Search

· Agentic AI  · 5 min read

Handling Context Window Limits in Multi-Agent Loops

Architectural patterns for summarizing, pruning, and passing context between collaborative subagents without hitting OOM errors.

Featured image for: Handling Context Window Limits in Multi-Agent Loops
Key Takeaways
  • Passing the full conversation history to every subagent in a loop will rapidly exhaust your context window and degrade reasoning quality.
  • The "Summarizer Agent" pattern acts as a garbage collector, compressing raw transcripts into structured state before passing it down the chain.
  • Implementing a semantic memory layer allows agents to fetch only the relevant context for the current step, rather than holding everything in active memory.
  • State management frameworks like LangGraph require explicit pruning functions to maintain stability in infinite or long-running loops.

One of the most common mistakes engineering teams make when building their first multi-agent system is treating the context window like an infinite hard drive. They build a loop in LangGraph or AutoGen, and at the end of every node, they simply append the latest output to a massive messages array.

For the first few loops, everything is magical. The agents are communicating, the plan is executing, and the system feels alive. But around loop 15, the API starts returning 400 errors. You have blown past the 128k or 256k token limit. Even worse, long before you hit the hard error, the model starts hallucinating. It loses the plot, fixates on irrelevant details from loop 3, and gets trapped in a repetitive spiral.

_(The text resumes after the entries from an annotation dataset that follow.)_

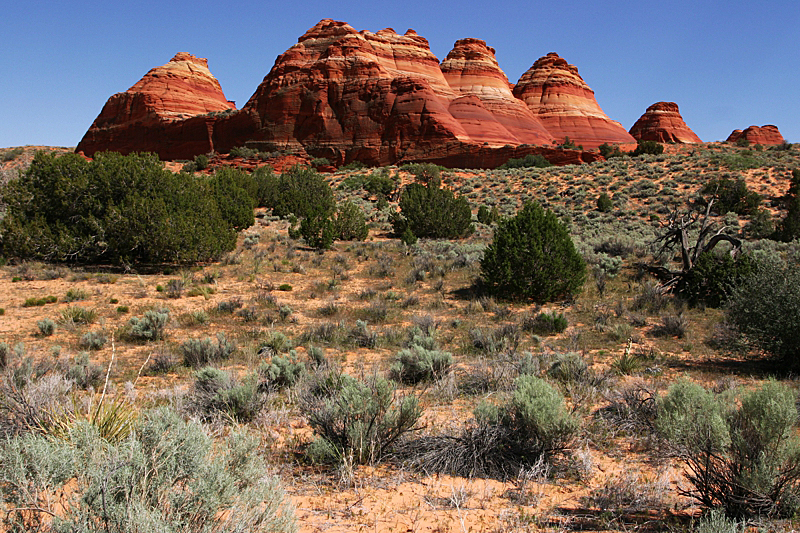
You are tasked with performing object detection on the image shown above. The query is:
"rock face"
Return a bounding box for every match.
[441,39,554,145]
[725,124,786,144]
[76,52,236,159]
[77,19,634,167]
[514,52,636,148]
[629,102,703,144]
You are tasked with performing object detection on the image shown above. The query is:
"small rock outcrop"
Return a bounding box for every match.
[629,102,703,144]
[76,52,236,159]
[725,124,786,145]
[514,52,636,148]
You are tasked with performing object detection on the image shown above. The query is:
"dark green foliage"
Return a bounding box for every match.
[728,252,800,362]
[776,169,800,242]
[392,180,475,239]
[597,192,614,213]
[700,174,761,215]
[497,154,553,170]
[478,205,500,224]
[676,252,755,307]
[391,344,453,385]
[656,381,800,518]
[400,163,445,184]
[189,366,264,423]
[209,167,257,231]
[333,200,369,241]
[481,203,586,303]
[631,140,664,157]
[0,152,236,263]
[181,333,236,366]
[303,371,422,464]
[266,165,336,219]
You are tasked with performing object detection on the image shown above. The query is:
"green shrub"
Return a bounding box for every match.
[676,252,755,307]
[390,344,453,385]
[656,381,800,518]
[0,408,296,533]
[303,371,422,464]
[333,200,369,241]
[392,179,475,239]
[79,331,108,350]
[36,318,56,337]
[700,174,761,215]
[189,366,264,424]
[122,309,169,342]
[497,154,553,170]
[0,152,236,264]
[727,252,800,362]
[481,203,586,303]
[181,333,236,366]
[597,192,614,213]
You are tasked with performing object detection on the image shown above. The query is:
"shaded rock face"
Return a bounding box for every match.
[77,19,634,166]
[76,52,236,159]
[514,52,636,148]
[725,124,786,145]
[629,102,703,144]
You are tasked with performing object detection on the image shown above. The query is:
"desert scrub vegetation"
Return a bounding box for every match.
[656,381,800,518]
[481,203,586,303]
[0,408,296,533]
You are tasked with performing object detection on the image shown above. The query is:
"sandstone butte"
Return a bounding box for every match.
[76,19,634,168]
[725,124,786,145]
[514,52,636,148]
[629,102,703,144]
[76,52,236,159]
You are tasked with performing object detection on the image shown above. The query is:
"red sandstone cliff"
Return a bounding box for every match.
[514,52,636,149]
[725,124,786,144]
[76,52,236,159]
[629,102,703,143]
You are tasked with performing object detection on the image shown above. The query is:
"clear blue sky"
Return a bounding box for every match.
[0,0,800,147]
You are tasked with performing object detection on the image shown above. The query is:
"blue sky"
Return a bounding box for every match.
[0,0,800,147]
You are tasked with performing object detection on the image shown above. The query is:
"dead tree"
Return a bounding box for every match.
[644,198,742,292]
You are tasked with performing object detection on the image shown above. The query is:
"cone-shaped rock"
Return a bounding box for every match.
[76,52,235,158]
[441,38,553,145]
[629,102,703,144]
[725,124,785,144]
[514,52,636,148]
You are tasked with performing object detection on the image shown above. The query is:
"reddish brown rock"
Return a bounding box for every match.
[441,39,553,146]
[725,124,786,145]
[514,52,636,149]
[76,52,236,159]
[629,102,703,144]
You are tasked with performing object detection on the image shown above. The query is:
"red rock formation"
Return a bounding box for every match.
[76,52,235,159]
[514,52,636,149]
[629,102,703,144]
[725,124,786,145]
[441,39,553,145]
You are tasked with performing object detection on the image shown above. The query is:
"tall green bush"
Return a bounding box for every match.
[481,203,586,303]
[392,179,475,239]
[0,152,236,263]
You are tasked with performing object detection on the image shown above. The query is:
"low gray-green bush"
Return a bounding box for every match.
[656,380,800,518]
[181,333,236,366]
[0,408,296,533]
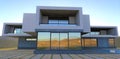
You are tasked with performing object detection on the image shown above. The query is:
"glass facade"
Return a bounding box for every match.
[69,32,81,50]
[48,19,68,25]
[84,32,100,36]
[37,32,50,50]
[37,32,114,50]
[60,33,68,49]
[37,32,81,50]
[51,33,60,49]
[82,39,97,47]
[109,39,115,47]
[14,28,23,34]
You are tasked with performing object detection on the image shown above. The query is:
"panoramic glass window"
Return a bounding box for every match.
[49,19,59,24]
[84,32,100,36]
[91,39,97,47]
[51,33,60,49]
[14,28,23,34]
[83,39,97,47]
[84,39,91,47]
[48,17,69,25]
[69,32,81,50]
[37,32,50,50]
[60,33,68,49]
[109,39,114,47]
[26,38,37,41]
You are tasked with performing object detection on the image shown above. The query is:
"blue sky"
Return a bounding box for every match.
[0,0,120,35]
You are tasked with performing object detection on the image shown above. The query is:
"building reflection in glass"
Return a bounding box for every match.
[69,32,81,50]
[37,32,50,50]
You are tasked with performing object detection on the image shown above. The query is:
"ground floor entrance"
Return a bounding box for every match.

This is the reality of the “Lost in the Middle” phenomenon. Just because a model can ingest 1 million tokens does not mean it can effectively reason across them in a single pass. When architecting multi-agent loops, you must design explicit mechanisms for context pruning, summarization, and state compression.

The Context Balloon Problem

To understand the solution, we need to look at how state is passed in a standard agentic loop.

In a framework like LangGraph, you define a graph where nodes are agents and edges are the transitions between them. The state object is passed from node to node. The default configuration usually involves a messages key, which uses an append-only reducer.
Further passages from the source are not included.